Change of direction on my question. I realize the yukon is made to be a two person house, but does it have room for three people on occasion?


----------



## Booster (Sep 8, 2003)

I wouldn't think twice about this. Fish trap all the way.


----------



## northerngoosehunter (Mar 22, 2006)

what about the clam fish trap guide? Do you guys think the quality of the guide is as good as fish trap pro?


----------



## Booster (Sep 8, 2003)

guide is great...but if it was me, and I do have one, I would buy the Yukon or Voyager and be done with the searching. Buy it once and don't worry about it again.


----------



## Ron Gilmore (Jan 7, 2003)

Neither!!!!!!!!!!! I have the 300 Pro Eskimo and have fished out of the Trap. Both are inferior to the Otter house of the same size. From the cover to the pole system and sled as well as the hitch if you plan on towing it.

Because I am cheap I will continue to use the Eskimo until it needs replacing, but the next unit will be an Otter.

If you are locked in on one or the other, then buy the Eskimo and bank the money you save to buy an Otter in 4-5 years!


----------



## Chuck Smith (Feb 22, 2005)

I have the quick flip III.....and love it. More room than I can imagine. I also like the bench seating instead of the buckets. That way if I am fishing by myself I can fish in the center of the shack instead of off on one seat. I know it is a little thing but it is something to consider.

With the quick flip three I have fished three men (smallest one was me....235 lbs and 5'10"). We had each fished out of two 10" holes. It was cozy but it worked.

This pick shows three of us fishing....well I was taking the picture.









This is the inside.....kind of....(Ot was a guy who bailed on the trip so we had to fish three.)


----------



## holmsvc (Nov 26, 2003)

Do you fish alone?

I fished with my buddy a few times in his guide and I hated it! It is way too small for two people. Also I will never own a fish house I can not stand up in!
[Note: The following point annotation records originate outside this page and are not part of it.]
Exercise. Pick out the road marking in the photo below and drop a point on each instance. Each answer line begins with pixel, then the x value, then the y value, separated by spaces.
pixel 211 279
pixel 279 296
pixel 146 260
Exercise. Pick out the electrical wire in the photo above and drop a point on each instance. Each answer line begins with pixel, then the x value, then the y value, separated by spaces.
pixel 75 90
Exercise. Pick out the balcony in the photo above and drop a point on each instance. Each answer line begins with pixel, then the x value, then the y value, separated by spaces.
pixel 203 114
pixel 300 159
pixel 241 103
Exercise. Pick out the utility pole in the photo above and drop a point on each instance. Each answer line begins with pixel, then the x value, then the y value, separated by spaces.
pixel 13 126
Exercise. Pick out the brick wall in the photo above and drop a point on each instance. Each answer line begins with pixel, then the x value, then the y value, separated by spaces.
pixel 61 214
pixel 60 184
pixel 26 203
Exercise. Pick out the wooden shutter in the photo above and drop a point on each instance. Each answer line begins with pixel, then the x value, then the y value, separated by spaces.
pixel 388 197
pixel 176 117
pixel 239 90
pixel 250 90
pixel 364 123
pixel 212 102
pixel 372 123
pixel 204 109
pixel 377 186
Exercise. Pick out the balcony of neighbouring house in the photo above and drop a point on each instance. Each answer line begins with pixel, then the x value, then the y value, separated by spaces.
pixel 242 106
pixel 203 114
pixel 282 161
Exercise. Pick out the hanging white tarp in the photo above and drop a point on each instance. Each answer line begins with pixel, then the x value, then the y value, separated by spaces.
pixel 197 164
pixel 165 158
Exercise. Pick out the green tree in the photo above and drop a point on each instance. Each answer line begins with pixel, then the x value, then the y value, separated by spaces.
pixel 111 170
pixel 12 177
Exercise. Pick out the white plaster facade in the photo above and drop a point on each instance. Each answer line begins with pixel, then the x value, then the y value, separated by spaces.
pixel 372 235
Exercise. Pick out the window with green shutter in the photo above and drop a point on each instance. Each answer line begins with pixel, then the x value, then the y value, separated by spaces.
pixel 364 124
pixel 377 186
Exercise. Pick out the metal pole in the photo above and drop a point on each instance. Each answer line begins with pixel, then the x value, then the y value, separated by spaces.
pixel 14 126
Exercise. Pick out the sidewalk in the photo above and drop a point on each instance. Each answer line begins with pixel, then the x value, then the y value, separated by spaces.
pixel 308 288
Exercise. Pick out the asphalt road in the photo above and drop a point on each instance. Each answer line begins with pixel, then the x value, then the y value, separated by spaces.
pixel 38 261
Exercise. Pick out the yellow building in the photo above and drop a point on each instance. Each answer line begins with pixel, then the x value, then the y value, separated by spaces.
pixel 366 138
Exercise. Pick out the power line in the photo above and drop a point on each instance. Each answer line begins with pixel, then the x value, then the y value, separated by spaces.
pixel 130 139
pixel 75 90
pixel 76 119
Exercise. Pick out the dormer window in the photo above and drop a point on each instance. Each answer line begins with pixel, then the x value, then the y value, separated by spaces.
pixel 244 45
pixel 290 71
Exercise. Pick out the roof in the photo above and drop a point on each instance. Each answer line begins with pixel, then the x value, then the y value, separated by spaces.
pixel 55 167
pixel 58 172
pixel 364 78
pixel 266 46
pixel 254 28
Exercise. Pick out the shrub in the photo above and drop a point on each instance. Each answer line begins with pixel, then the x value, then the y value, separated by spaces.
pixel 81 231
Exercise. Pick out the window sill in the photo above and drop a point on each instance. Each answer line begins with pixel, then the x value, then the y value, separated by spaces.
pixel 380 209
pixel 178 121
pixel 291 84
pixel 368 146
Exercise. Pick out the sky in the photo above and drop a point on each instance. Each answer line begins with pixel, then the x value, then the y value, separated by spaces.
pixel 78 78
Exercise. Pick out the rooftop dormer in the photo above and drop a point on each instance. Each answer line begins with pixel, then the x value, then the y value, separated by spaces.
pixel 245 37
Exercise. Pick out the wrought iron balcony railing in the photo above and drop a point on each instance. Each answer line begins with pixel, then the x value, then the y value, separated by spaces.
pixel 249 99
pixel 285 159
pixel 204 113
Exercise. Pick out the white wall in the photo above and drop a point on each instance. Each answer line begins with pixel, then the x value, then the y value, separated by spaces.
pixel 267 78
I have a 2 person otter wilderness series house that was cheaper than the big clam houses. I have been very happy with this house for the price.


----------



## Backwater Eddy (Jun 16, 2003)

Given only those 2 choices the Clam.

Given a third candidate, I would say the Frabill Trekker Deluxe.


----------



## northerngoosehunter (Mar 22, 2006)

is there room for three in a clam yukon?


----------



## Riich (Nov 22, 2008)

I say it would be an aweful tight squeeze with 3. You would be much beter served to get the Voyager if you want to squeeze in 3 persons.


----------



## MallardMayhem21 (Mar 8, 2006)

I own a yukon and it would be very tight with three people fishing and no room for a heater. If you think you will be fishing three quite often go with the voyager. I have owned mine going on 4 years and still nothing wrong. Do it right and buy a clam!!! IMO


----------



## Norm70 (Aug 26, 2005)

A fish trap pro is small, but ok for one person. I had one for about 2 years. I really like the new otter i have. I like the bench seat over the bucket. sat in a quickflip II i loved it.

The fish trap pro fit in my blazer perfectly and the quickflip didnt

if you have the room i would go with a quickflip 2 for the extra room[/i]


----------